The climate change motivation for a transition to clean energy has been clear for some time. Political differences, a lack of urgency on climate change, and a failure to engage society broadly and equitably have all contributed to the slow pace at which humanity has addressed this global crisis. In this talk, Kammen examines how the confluence of technological change and changing social dynamics have finally made clean energy, social justice, and ecological preservation mainstream topics. How and how fast we respond to this "new" reality will shape human society for the remainder of the century and beyond.
About the Speaker
Daniel Kammen is a Kleinman Center Visiting Scholar and a professor at the University of California, Berkeley, with parallel appointments in the Energy and Resources Group where he serves as chair, the Goldman School of Public Policy where he directs the Center for Environmental Policy, and the department of Nuclear Engineering. Kammen is the founding director of the Renewable and Appropriate Energy Laboratory (RAEL), and was also the director of the Transportation Sustainability Research Center.

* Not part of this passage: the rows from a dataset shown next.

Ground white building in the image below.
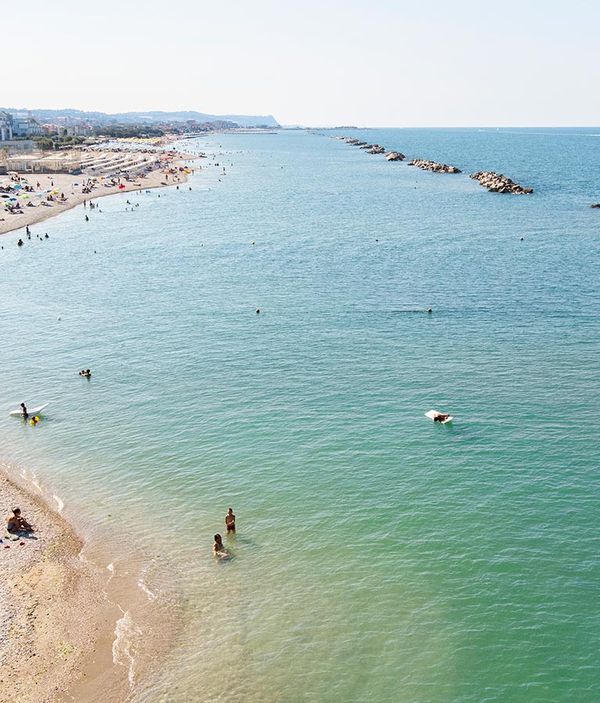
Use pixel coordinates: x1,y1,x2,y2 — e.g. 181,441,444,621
11,112,44,137
0,112,13,142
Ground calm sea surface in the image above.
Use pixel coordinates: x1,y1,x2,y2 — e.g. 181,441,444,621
0,129,600,703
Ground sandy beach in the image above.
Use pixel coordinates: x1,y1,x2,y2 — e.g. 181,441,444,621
0,467,180,703
0,473,126,703
0,147,197,235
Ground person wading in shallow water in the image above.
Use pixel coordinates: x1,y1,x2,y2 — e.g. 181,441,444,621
225,508,235,534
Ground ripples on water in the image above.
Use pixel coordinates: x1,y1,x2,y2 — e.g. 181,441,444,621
0,130,600,703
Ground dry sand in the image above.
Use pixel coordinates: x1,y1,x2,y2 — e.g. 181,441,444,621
0,473,129,703
0,154,194,234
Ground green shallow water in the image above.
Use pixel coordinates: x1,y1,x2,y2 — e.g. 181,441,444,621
0,130,600,703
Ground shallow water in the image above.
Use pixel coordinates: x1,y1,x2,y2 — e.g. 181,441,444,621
0,129,600,703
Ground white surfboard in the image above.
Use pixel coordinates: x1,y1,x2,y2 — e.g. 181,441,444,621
9,403,50,417
425,410,453,425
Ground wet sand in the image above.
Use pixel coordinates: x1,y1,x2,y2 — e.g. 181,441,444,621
0,154,193,235
0,467,177,703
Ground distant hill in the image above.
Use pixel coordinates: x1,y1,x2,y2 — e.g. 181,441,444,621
8,108,279,127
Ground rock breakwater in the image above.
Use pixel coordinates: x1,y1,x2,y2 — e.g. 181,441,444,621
408,159,461,173
469,171,533,195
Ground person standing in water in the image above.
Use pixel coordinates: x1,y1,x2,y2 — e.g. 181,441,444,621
213,533,229,559
225,508,235,534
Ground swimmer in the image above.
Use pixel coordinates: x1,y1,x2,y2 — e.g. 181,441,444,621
213,533,229,559
225,508,235,534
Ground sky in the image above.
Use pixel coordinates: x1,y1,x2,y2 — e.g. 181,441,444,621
0,0,600,127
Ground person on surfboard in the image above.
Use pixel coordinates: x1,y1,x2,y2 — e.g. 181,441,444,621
433,413,450,422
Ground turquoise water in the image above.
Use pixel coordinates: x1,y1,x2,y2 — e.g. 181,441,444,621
0,129,600,703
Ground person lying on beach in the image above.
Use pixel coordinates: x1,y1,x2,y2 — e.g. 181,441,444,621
6,508,35,535
213,533,229,559
225,508,235,533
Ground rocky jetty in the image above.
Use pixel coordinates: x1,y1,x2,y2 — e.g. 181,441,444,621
469,171,533,195
408,159,461,173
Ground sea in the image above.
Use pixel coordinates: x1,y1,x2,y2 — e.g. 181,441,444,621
0,128,600,703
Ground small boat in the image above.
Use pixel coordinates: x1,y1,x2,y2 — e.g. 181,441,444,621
8,403,49,417
425,410,452,425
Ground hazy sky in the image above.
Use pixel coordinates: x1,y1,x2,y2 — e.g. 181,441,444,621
5,0,600,126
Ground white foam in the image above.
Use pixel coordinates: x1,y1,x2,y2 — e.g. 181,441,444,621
52,495,65,515
138,574,156,601
112,608,141,688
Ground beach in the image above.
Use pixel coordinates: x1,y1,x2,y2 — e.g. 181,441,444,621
0,465,176,703
0,129,600,703
0,473,121,703
0,143,197,235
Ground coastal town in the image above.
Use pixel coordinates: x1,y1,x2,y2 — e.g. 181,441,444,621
0,110,262,236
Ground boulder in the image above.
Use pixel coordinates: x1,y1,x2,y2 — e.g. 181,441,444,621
469,171,533,195
408,159,461,173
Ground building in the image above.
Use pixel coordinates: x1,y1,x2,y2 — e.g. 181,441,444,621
11,112,44,137
0,112,13,142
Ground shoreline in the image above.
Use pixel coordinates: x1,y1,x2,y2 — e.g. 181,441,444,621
0,146,199,236
0,464,178,703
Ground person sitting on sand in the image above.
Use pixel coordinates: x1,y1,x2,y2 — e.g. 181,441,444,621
225,508,235,534
6,508,35,535
213,533,229,559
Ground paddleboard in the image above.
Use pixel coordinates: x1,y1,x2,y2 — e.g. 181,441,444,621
9,403,49,417
425,410,452,425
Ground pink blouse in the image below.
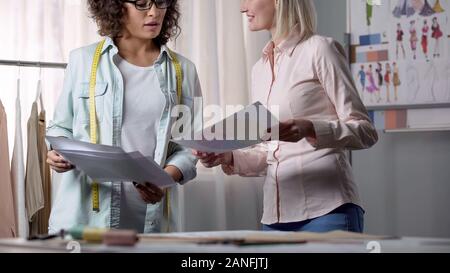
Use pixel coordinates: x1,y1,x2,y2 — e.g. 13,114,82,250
222,33,378,224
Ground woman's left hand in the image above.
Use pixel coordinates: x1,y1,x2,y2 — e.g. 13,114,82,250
279,119,316,143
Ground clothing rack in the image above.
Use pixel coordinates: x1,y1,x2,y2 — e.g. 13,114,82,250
0,60,67,69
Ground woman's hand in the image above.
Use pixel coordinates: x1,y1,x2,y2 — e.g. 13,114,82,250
133,182,164,205
279,119,316,143
192,150,233,168
47,151,74,173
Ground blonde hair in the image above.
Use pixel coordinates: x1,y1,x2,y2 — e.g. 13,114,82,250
272,0,317,41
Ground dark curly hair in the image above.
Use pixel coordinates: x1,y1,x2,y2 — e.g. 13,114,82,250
88,0,181,46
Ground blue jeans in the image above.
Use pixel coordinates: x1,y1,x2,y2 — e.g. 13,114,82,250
263,204,364,233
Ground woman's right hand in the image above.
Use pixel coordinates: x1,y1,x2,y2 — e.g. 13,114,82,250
192,150,233,168
47,151,74,173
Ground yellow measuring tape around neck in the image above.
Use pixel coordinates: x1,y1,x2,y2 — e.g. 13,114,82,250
89,40,183,232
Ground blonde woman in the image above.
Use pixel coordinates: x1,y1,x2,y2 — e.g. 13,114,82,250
194,0,378,232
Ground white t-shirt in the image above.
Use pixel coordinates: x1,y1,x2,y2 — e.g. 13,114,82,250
114,54,166,232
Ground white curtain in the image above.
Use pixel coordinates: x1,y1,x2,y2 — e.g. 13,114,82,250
0,0,269,231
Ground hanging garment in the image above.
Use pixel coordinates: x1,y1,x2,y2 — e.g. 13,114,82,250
0,101,17,238
36,81,52,234
25,102,44,236
11,80,28,238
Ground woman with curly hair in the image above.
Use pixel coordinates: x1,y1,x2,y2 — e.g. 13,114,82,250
47,0,201,233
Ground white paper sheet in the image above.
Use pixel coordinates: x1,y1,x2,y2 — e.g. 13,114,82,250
47,137,176,188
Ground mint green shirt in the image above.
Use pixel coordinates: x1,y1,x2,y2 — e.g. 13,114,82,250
47,38,201,233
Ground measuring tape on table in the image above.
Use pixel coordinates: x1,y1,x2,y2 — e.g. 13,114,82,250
89,40,183,232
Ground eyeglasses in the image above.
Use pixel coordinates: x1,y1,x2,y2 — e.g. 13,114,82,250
122,0,172,10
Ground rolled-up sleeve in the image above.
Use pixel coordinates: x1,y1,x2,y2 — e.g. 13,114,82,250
166,142,197,185
307,38,378,150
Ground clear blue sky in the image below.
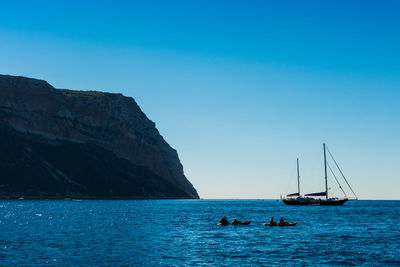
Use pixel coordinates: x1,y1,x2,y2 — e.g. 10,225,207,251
0,0,400,199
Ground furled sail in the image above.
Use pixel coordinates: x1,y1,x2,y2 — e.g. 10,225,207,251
306,192,326,196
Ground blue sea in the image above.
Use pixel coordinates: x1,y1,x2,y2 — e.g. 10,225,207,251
0,200,400,266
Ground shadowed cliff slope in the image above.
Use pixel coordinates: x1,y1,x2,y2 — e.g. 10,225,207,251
0,75,198,198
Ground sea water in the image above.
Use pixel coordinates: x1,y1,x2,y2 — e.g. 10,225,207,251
0,200,400,266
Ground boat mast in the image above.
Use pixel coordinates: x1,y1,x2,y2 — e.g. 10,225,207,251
324,144,328,199
297,158,300,196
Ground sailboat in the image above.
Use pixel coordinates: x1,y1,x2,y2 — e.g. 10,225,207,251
282,144,357,206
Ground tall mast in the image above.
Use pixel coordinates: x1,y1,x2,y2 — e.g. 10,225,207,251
324,144,328,199
297,158,300,196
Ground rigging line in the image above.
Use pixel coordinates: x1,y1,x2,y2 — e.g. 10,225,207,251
327,148,358,199
327,163,347,198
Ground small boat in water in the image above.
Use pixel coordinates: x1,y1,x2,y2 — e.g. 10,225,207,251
282,144,357,206
264,222,297,226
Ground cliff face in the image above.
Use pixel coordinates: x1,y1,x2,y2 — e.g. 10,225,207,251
0,75,198,198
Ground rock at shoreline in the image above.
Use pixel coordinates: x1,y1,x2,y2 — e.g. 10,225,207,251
0,75,198,199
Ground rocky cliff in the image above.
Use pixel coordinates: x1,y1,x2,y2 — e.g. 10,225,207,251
0,75,198,199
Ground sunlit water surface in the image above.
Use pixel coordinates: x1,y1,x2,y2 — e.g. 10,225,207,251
0,200,400,266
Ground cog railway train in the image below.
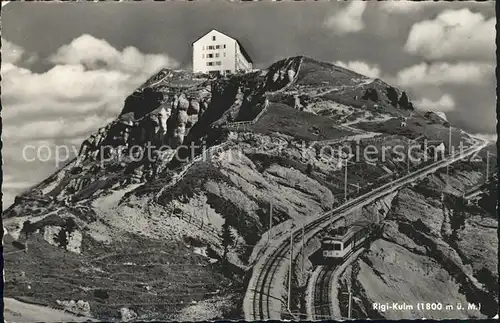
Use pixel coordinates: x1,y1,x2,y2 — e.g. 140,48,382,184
321,221,373,261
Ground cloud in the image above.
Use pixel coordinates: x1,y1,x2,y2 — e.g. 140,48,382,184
404,8,495,60
395,62,494,87
333,61,380,78
414,94,455,112
324,1,366,35
1,35,178,209
377,0,435,14
49,34,179,74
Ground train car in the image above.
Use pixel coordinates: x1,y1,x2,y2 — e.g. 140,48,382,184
321,221,372,260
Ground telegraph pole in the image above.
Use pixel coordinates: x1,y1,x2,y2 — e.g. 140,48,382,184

Under Secretary of State Hilary Clinton, he was the first energy fellow of the Environment and Climate Partnership for the Americas (ECPA) initiative. He began service as the science envoy for U. S. Secretary of State John Kerry in 2016, but resigned in 2017 over President Trump’s policies. He has served the State of California and U.S. federal government in expert and advisory capacities, including time at the U.S. Environmental Protection Agency, U.S. Department of Energy, the Agency for International Development (USAID), and the Office of Science and Technology Policy. He was also the World Bank Group’s first Chief Technical Specialist for Renewable Energy and Energy Efficiency.
Before moving to the University of California, Berkeley, Kammen was an assistant professor and chair of the Science, Technology and Environmental Policy Program at the Woodrow Wilson School at Princeton University.
Kammen has served as a contributing or coordinating lead author on various reports of the Intergovernmental Panel on Climate Change. The IPCC shared the 2007 Nobel Peace Prize. He has authored or co-authored 12 books, written more than 300 peer-reviewed journal publications, and has testified more than 40 times to U.S. state and federal congressional briefings, and has provided various governments with more than 50 technical reports.
Kammen was educated in physics at Cornell (B.A. 1984) and Harvard (M.A. 1986; Ph.D. 1988), and held postdoctoral positions at the California Institute of Technology and Harvard.